Wednesday, July 19, 2006

Another Landfill, Barton Co., MO

If it looks like a skunk, if it smells like a skunk, if it behaves like a skunk, it is probably a skunk. When a group of investors, calls themselves Environmental Recovery Group, LLC of Liberal, MO (ERG), the name conjures up a group of conscientious environmentalist. Guess again. The group has filed an application to build a 36.8 acre landfill on a 193 acre site, 1.5 miles northwest of Mindenmines, MO.and 1 mile north of US Highway 160, adjacent to the Missouri-Kansas state line in Barton Co., MO. They want to fill up an old strip pit with sanitary landfill. The Joplin Globe, Monday, July 17, 2006 reported on the application.The article quotes Dennis Wilson as a spokesman for the group. He is also a longtime member of the Barton County Commission.

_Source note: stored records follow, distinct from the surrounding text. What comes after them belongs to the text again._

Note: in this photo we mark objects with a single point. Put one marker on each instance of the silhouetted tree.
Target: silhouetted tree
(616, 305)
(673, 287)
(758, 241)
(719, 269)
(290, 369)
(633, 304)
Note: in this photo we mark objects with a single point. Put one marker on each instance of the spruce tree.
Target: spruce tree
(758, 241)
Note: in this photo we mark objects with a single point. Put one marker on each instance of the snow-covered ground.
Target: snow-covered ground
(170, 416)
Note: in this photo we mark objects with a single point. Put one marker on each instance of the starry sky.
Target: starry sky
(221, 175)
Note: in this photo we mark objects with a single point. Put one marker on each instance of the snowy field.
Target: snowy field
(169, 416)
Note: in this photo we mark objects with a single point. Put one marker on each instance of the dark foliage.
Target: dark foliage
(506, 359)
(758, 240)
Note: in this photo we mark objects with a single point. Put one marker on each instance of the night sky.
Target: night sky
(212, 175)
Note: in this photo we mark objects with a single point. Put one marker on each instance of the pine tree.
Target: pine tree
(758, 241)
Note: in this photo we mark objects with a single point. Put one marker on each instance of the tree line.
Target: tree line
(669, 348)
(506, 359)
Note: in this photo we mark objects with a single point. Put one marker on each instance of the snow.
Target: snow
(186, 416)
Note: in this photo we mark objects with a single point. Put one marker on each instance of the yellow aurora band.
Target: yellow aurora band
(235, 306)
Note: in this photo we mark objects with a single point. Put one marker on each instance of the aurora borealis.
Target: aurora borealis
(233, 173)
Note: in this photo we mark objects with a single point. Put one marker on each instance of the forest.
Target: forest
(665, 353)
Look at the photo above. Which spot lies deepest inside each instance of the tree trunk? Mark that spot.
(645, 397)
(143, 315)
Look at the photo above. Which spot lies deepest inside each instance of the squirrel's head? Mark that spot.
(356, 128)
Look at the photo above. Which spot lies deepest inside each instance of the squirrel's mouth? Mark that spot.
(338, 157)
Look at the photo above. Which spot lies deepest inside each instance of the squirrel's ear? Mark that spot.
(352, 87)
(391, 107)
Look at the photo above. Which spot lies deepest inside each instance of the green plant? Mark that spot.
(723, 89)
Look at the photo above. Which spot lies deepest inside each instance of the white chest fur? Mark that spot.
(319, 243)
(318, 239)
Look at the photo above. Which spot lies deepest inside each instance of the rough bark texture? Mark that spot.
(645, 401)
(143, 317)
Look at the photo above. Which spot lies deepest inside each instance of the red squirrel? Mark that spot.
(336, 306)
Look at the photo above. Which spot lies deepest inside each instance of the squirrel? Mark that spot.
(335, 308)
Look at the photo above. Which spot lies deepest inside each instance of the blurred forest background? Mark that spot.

The Missouri Department of Natural Resources (MDNR) Status of Solid Waste Permit Applications indicates ERG Mindenmines Pre - Public Participiation. Will likely hold hearing on draft permit. Follow-up to pre-application meeting held 09/28/05. Application anticipated in 2005. The MDNR site hasn't been updated since November 21, 2005. The application proposes disposing of 1,000 tons of waste in the landfill per day, and estimates an opeating life of 8.5 years.

Wednesday, July 05, 2006

Water pollution + Odor = Doing Business in Missouri

May Belle Osborne of Neosho, MO. shared her perspecive of the Missouri Department of Natural Resources (MDNR) in a recent Letter to the Editor, The Joplin Independent. The title says it all!